Look up table maybe?  Name tmo tmo_usec to avoid need to give units.

> +	case 0: /* 1 us */
> +		tmo = 1;
> +		break;
> +	case 1: /* 10 us */
> +		tmo = 10UL;
> +		break;
> +	case 2: /* 100 us */
> +		tmo = 100UL;
> +		break;
> +	case 3: /* 1 ms */
> +		tmo = 1000UL;
> +		break;
> +	case 4: /* 10 ms */
> +		tmo = 10000UL;
> +		break;
> +	case 5: /* 100 ms */
> +		tmo = 100000UL;
100 * MILI
> +		break;
> +	case 6: /* 1 s */
> +		tmo = 1000000UL;
MICRO
etc
Who likes counting zeros?  Units.h is our friend.
And with those definitions it becomes fairly obvious
and I think you can drop the comments.

> +		break;
> +	case GPF_TIMEOUT_SCALE_MAX:
> +		tmo = 10000000UL;
> +		break;
> +	default:
> +		tmo = 0;
> +		break;
> +	}
> +
> +	tmo *= base;
> +	/*
> +	 * The spec is over involved.
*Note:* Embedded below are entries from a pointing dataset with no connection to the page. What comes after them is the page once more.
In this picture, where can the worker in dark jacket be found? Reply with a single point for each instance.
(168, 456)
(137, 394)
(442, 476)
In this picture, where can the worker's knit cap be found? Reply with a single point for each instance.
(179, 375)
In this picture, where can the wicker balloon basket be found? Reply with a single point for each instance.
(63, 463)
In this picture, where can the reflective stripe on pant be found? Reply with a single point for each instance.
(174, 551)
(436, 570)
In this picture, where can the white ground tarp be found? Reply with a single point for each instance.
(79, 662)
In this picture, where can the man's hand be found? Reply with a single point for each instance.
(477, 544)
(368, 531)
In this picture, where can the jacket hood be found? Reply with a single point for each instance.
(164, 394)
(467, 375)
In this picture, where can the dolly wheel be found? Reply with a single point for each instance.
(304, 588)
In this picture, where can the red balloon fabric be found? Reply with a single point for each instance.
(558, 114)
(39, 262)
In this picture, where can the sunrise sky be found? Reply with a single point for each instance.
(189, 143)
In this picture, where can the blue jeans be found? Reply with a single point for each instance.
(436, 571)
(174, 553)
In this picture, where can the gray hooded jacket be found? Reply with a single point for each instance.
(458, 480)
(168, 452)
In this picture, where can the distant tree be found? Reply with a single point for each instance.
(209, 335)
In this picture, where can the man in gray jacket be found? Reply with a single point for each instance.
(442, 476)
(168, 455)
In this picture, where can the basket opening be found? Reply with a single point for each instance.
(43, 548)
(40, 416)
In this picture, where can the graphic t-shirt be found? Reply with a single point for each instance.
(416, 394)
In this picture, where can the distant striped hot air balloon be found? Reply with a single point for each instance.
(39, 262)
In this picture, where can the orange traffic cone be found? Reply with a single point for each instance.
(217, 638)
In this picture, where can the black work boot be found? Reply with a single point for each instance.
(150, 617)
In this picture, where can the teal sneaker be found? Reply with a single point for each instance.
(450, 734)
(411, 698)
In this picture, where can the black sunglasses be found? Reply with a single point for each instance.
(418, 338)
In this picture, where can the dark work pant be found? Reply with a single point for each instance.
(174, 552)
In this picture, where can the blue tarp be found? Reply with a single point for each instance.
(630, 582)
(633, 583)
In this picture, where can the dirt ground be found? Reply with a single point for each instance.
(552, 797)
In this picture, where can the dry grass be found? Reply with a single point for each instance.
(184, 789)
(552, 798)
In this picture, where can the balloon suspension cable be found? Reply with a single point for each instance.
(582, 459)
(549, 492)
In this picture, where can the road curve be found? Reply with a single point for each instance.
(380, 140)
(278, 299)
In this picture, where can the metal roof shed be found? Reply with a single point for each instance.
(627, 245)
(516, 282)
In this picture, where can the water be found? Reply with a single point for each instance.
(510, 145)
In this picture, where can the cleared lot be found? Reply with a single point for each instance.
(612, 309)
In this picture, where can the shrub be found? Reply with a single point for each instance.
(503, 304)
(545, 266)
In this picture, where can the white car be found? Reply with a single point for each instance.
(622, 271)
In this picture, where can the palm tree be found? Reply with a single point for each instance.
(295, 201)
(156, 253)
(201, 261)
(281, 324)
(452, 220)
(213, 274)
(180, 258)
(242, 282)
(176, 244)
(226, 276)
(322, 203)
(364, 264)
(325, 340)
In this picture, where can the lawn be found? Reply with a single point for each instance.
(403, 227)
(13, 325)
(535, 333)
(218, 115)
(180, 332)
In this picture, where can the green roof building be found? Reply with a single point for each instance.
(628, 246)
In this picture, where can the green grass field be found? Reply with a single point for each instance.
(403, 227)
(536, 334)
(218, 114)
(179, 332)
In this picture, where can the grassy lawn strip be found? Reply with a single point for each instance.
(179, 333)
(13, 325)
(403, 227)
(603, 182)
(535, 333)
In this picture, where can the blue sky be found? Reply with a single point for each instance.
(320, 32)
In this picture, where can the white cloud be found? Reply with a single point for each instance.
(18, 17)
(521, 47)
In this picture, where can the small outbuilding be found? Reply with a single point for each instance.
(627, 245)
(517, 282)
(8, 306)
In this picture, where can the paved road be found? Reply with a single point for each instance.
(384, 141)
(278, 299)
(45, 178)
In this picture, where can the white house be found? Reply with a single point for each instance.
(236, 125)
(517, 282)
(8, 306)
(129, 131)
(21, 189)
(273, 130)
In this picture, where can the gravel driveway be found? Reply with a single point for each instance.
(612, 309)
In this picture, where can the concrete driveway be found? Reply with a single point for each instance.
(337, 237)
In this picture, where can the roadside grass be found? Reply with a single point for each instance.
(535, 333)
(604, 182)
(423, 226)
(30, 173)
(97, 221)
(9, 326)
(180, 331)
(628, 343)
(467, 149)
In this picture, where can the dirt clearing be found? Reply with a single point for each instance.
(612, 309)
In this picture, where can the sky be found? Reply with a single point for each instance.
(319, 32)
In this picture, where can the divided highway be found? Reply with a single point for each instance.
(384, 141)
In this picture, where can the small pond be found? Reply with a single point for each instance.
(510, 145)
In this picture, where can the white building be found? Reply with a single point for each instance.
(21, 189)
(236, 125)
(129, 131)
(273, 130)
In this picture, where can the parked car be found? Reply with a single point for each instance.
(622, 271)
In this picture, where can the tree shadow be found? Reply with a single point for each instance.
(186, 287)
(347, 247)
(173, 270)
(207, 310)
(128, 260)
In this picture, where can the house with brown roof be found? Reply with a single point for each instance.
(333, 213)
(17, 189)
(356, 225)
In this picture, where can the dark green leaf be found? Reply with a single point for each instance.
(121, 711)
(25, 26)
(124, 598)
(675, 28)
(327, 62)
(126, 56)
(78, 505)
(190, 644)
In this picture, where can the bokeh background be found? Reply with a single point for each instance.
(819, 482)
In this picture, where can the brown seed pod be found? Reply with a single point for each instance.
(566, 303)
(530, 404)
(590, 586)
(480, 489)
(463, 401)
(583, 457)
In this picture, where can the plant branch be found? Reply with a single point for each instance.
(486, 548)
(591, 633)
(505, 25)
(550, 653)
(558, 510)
Do not account for any ad-hoc
> +	 * host delays. Ie: propagation delay, host-side processing
> +	 * delays, and any other  host/system-specific delays.
> +	 */
> +	others = 0;
> +	tmo += others;
> +
> +	/*
> +	 * Limit max timeout to 20 seconds (per phase), which is
> +	 * already the default for the nmi watchdog.
> +	 */
> +	return min(20000000UL, tmo);
> +}
> +
>  #endif /* __CXL_PCI_H__ */
> diff --git a/drivers/cxl/pci.c b/drivers/cxl/pci.c
> index 6d94ff4a4f1a..37d5616b6fc8 100644
> --- a/drivers/cxl/pci.c
> +++ b/drivers/cxl/pci.c
> @@ -900,6 +900,101 @@ static struct attribute_group cxl_rcd_group = {
>  };
>  __ATTRIBUTE_GROUPS(cxl_rcd);
>  
> +
> +static int cxl_gpf_setup(struct pci_dev *pdev)
> +{
> +	struct cxl_dev_state *cxlds = pci_get_drvdata(pdev);
> +	struct cxl_memdev_state *mds = to_cxl_memdev_state(cxlds);
> +	struct cxl_memdev *cxlmd = cxlds->cxlmd;
> +	struct cxl_port *port;
> +	int rc, gpf_dvsec;
> +	u16 duration;
> +	u32 power;
> +	int device_t2_base, device_t2_scale;
reverse xmas again given no other reason for ordering that I ca see
(after first few where there are dependencies.